The paper seeks to answer two questions: Whether welfare reform improved public perception of, and support for, government assistance to the poor (it didn’t); and whether embracing reform led more people to support Democrats. (“We find no evidence that the Democratic Party benefited from welfare reform,” the authors say.) Nothing Morris and Reed predicted came to pass. Democrats gave conservatives a public policy victory and in return they won nothing besides perhaps a short-lived “truce” on the use of explicitly racial “welfare” attacks against Democrats in national campaigns. That truce lasted approximately as long as it took for Democrats to regain the White House. And now Republicans can point to this reform — a bipartisan reform pushed by a Democratic president! — as precedence for their proposal to slash spending on poor people even more.
Pareene ascribes the push to push millions of people off of food stamps and cut the benefits for many of those who remain on the program to simple cruelty. I think he’s right but it’s not cruelty aimed at at the people who are on food stamps. It’s cruelty aimed at the people the GOP and their supporters think are on food stamps, like Jason Greenslate in this piece from NPR. In their view he is not only undeserving of food stamps because of his empty headed misuse of them, but a good example of the people receiving food stamps and yes, most modern conservatives do hate them. Just go to conservative web sites discussing this issue or read the comments on pretty much any web site addressing it that conservatives make. It makes it easy to justify letting them go hungry when you are convinced that it will be their fault when they do. In this worldview, people are poor by choice and those who receive food stamps or any other government benefits choose to not work and be eligible for those programs. In the real world, as the NPR piece points out, the vast majority who receive SNAP are either children, disabled, elderly or work.
The ongoing effort to slash programs for the poor is changing the political argument when it comes to supporters of programs versus their opponents. Pareene ends his piece with this.
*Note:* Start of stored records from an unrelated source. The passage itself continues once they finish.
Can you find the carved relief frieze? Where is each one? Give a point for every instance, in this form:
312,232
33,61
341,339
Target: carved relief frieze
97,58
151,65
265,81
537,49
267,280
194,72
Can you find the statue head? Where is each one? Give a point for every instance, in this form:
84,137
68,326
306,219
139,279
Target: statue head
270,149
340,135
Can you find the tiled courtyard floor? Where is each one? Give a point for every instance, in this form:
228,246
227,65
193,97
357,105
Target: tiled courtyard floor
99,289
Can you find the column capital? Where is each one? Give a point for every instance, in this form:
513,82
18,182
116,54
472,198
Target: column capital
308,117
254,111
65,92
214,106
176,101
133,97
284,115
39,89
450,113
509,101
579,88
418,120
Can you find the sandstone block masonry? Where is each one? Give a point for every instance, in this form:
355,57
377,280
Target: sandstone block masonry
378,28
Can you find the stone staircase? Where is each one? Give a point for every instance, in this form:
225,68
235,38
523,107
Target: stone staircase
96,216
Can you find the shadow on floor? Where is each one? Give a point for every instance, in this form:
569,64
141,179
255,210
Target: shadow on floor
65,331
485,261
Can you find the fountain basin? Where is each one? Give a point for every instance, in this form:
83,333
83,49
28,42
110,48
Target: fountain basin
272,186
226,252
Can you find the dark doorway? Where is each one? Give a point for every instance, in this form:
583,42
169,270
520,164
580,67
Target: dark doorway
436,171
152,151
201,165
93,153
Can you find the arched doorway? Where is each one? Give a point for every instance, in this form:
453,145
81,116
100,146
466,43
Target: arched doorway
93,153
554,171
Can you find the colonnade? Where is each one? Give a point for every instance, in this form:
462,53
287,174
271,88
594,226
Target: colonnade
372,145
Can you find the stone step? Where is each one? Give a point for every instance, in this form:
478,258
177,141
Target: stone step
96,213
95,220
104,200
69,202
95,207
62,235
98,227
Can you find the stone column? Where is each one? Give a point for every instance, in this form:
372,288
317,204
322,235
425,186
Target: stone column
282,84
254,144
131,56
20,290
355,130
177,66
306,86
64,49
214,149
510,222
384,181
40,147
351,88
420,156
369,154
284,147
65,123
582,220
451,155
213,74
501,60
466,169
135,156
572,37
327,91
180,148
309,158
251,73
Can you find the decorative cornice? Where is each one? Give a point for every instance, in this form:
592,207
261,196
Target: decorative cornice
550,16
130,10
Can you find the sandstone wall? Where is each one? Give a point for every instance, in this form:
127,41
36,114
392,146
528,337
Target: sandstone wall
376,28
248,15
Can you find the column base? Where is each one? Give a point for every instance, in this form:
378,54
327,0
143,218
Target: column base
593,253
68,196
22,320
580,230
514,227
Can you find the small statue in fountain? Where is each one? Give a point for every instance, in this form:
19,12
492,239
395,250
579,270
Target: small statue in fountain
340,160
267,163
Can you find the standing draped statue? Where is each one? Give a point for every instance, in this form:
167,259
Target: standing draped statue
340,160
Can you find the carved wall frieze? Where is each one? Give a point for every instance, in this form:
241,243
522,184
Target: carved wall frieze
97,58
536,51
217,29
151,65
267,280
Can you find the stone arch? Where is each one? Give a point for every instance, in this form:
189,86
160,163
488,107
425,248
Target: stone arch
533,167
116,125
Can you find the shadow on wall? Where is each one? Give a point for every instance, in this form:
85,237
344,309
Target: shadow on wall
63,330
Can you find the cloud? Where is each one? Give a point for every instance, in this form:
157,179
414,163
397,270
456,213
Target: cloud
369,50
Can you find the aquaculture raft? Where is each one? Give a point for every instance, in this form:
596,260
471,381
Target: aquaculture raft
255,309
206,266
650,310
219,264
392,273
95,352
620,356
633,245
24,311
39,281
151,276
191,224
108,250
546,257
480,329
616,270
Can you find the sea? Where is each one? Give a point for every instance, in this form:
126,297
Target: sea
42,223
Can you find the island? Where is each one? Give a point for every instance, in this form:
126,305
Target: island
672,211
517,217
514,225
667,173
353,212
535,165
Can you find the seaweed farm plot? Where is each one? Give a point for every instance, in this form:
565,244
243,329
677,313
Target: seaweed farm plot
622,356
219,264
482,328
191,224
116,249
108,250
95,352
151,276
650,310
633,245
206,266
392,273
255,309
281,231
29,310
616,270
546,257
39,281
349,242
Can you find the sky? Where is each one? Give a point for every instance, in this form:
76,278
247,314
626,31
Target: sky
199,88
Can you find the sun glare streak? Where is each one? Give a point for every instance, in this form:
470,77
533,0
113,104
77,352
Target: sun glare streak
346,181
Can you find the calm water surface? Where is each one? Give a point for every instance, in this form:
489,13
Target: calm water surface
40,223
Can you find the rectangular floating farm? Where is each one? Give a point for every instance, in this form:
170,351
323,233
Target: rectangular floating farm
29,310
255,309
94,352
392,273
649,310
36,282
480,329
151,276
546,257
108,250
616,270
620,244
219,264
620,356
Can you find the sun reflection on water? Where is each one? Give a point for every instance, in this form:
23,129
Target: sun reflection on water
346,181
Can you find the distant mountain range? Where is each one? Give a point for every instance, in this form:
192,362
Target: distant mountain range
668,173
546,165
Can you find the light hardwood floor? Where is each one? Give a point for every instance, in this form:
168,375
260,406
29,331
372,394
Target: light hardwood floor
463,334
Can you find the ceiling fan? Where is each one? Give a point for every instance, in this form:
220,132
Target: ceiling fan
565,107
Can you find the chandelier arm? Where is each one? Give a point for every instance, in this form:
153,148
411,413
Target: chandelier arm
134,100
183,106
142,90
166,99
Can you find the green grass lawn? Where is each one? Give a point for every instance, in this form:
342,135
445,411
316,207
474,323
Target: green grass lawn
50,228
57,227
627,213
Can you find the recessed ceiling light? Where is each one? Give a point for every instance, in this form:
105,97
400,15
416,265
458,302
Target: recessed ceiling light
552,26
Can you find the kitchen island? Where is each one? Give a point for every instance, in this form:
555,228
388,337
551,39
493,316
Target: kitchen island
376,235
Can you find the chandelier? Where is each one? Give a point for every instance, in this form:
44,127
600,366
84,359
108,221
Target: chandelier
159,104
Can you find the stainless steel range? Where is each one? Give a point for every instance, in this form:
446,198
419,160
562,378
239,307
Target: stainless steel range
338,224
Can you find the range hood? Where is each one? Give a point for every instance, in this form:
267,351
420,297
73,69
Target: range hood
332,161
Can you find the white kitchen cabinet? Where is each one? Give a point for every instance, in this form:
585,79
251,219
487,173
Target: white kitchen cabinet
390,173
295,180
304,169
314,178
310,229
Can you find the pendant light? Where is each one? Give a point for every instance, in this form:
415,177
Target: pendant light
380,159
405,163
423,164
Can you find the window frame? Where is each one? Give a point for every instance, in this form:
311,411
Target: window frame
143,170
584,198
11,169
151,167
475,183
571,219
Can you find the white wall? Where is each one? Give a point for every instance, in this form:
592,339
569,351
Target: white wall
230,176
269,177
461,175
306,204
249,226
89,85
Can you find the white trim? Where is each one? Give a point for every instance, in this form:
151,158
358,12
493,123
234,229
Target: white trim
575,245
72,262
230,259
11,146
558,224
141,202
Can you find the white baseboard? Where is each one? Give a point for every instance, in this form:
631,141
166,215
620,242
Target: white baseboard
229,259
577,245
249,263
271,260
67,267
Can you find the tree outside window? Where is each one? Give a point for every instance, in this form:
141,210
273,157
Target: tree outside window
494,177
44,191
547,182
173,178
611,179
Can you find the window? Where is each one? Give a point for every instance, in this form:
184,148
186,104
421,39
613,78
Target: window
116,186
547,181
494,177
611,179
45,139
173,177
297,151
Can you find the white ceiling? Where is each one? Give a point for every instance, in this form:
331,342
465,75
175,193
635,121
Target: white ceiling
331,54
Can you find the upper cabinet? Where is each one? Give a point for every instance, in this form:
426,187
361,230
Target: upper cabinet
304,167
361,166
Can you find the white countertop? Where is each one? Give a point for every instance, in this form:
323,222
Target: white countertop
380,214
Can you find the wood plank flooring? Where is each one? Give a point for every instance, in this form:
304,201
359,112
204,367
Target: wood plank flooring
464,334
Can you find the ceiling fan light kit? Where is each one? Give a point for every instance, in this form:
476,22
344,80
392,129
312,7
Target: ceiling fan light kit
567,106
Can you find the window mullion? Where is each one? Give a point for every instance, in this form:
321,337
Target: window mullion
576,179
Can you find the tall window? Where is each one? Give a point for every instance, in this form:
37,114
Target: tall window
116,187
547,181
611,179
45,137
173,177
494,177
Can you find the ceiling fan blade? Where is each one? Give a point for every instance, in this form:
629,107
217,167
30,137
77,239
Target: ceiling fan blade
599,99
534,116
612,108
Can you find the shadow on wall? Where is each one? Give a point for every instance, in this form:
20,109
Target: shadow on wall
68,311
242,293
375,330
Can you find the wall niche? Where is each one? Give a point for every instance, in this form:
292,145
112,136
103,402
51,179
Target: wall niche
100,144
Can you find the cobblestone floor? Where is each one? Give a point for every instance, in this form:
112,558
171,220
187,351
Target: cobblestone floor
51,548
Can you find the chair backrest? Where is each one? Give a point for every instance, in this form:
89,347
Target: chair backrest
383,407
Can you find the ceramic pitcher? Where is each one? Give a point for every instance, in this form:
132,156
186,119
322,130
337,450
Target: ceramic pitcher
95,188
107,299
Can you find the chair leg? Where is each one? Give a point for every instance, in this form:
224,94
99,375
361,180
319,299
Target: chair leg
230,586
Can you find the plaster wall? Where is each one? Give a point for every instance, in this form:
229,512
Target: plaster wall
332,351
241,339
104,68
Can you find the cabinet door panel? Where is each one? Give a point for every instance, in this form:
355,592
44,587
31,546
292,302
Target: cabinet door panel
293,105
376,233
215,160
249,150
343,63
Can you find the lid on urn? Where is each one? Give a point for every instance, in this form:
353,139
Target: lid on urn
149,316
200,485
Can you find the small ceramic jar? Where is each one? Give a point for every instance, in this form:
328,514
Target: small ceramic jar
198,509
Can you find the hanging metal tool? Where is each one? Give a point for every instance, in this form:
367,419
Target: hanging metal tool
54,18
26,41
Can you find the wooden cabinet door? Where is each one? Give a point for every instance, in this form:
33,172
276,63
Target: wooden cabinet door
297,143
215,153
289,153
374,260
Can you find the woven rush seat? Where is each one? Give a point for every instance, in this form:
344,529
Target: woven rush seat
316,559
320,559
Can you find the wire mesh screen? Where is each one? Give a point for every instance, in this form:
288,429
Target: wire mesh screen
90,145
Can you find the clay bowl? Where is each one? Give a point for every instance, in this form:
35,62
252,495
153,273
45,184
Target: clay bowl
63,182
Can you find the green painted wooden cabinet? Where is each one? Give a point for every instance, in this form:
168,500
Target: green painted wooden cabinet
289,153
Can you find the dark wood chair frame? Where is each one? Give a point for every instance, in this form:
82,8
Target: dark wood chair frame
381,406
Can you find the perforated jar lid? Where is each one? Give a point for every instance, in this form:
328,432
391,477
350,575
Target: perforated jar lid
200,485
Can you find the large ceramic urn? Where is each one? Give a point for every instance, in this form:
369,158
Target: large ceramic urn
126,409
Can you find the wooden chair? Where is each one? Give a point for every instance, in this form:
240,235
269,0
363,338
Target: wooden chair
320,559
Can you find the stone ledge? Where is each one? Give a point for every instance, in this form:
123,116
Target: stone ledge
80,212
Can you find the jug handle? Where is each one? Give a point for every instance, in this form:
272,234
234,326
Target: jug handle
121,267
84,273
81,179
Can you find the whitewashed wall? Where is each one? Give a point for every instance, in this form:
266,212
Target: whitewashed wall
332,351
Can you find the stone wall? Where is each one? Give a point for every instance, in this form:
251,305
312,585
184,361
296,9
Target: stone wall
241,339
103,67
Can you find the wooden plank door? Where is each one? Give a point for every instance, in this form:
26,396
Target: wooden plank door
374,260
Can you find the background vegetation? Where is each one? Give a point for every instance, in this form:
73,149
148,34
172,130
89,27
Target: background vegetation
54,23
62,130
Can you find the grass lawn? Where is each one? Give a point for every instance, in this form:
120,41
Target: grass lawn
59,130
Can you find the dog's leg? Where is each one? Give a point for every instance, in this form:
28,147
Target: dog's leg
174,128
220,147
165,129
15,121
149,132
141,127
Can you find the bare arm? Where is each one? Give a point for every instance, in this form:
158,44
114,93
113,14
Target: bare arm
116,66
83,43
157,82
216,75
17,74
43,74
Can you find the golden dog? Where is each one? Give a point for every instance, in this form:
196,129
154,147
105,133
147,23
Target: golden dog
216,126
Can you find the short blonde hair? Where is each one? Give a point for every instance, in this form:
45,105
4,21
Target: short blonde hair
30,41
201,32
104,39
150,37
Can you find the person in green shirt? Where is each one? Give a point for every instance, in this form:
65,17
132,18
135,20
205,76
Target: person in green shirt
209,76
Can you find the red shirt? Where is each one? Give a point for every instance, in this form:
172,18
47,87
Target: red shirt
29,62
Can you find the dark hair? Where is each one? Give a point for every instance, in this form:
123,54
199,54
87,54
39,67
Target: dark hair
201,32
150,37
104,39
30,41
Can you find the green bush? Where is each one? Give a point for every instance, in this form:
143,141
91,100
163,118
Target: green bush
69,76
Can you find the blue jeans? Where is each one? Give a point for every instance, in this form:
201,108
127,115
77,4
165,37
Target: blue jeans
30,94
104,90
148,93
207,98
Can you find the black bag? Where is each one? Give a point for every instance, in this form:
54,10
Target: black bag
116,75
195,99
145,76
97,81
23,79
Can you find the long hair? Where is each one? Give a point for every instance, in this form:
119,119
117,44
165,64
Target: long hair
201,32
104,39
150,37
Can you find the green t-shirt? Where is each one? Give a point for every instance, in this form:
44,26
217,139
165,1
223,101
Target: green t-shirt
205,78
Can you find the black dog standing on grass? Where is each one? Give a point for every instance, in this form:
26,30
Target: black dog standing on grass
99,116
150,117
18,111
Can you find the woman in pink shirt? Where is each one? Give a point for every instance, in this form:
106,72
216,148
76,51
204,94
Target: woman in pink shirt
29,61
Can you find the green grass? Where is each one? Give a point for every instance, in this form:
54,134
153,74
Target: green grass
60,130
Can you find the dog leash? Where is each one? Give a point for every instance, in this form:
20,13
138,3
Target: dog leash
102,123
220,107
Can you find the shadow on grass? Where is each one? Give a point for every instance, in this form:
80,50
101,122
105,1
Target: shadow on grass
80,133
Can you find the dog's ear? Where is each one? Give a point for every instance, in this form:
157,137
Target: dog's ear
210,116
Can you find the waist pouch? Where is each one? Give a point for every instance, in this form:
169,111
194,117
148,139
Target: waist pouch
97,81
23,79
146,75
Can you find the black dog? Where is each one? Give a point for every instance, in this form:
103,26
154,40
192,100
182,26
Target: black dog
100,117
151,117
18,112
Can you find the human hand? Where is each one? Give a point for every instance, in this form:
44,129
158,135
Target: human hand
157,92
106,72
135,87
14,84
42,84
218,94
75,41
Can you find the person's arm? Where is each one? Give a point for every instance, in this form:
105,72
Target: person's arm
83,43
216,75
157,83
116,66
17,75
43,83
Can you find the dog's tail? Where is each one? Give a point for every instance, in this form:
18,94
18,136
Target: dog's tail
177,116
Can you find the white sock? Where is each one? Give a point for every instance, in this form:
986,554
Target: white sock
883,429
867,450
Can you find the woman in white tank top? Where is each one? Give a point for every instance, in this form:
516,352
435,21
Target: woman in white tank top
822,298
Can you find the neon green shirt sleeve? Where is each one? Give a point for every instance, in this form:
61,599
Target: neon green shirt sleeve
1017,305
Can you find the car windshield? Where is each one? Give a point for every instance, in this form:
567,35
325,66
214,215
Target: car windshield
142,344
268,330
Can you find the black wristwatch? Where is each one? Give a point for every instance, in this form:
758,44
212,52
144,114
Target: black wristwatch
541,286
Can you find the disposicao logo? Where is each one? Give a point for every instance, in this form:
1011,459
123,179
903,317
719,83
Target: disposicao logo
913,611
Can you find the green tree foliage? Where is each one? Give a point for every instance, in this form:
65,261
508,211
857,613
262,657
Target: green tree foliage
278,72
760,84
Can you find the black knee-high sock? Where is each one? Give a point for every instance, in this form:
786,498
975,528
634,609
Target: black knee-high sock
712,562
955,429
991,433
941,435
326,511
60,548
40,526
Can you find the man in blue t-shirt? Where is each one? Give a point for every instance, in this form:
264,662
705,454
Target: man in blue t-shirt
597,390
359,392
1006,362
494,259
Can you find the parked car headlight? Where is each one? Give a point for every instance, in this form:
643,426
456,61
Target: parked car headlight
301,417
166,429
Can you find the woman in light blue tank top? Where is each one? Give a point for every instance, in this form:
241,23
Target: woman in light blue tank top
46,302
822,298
If you want to know why left-leaning Democrats oppose “modest” “reforms” to Social Security and Medicare, look at food stamps and welfare. If you want to know why even a change as “progressive” sounding as “means testing” — lowering benefits only for richer retirees — is opposed by liberals, look at food stamps and welfare. Co-opting the conservative line on anti-poverty programs did nothing to halt conservative attacks on anti-poverty programs. Programs aimed strictly at the poorest Americans are always and forever under assault from a Republican Party that still has not dared to cut spending on programs — like Medicare and crop insurance — that also benefit the rich. The “Grand Bargain” is always going to accelerate the destruction of the safety net.
I think he’s right. In spite of their constant claims that they have no interest in eliminating the social safety net, the endgame of conservative strategy to cut it and cut it again will be the death of a thousand cuts. I don’t believe they will ever say “Enough.” when it comes to cuts so long as they can use the image of the welfare queen or its equivalent to their poltical advantage.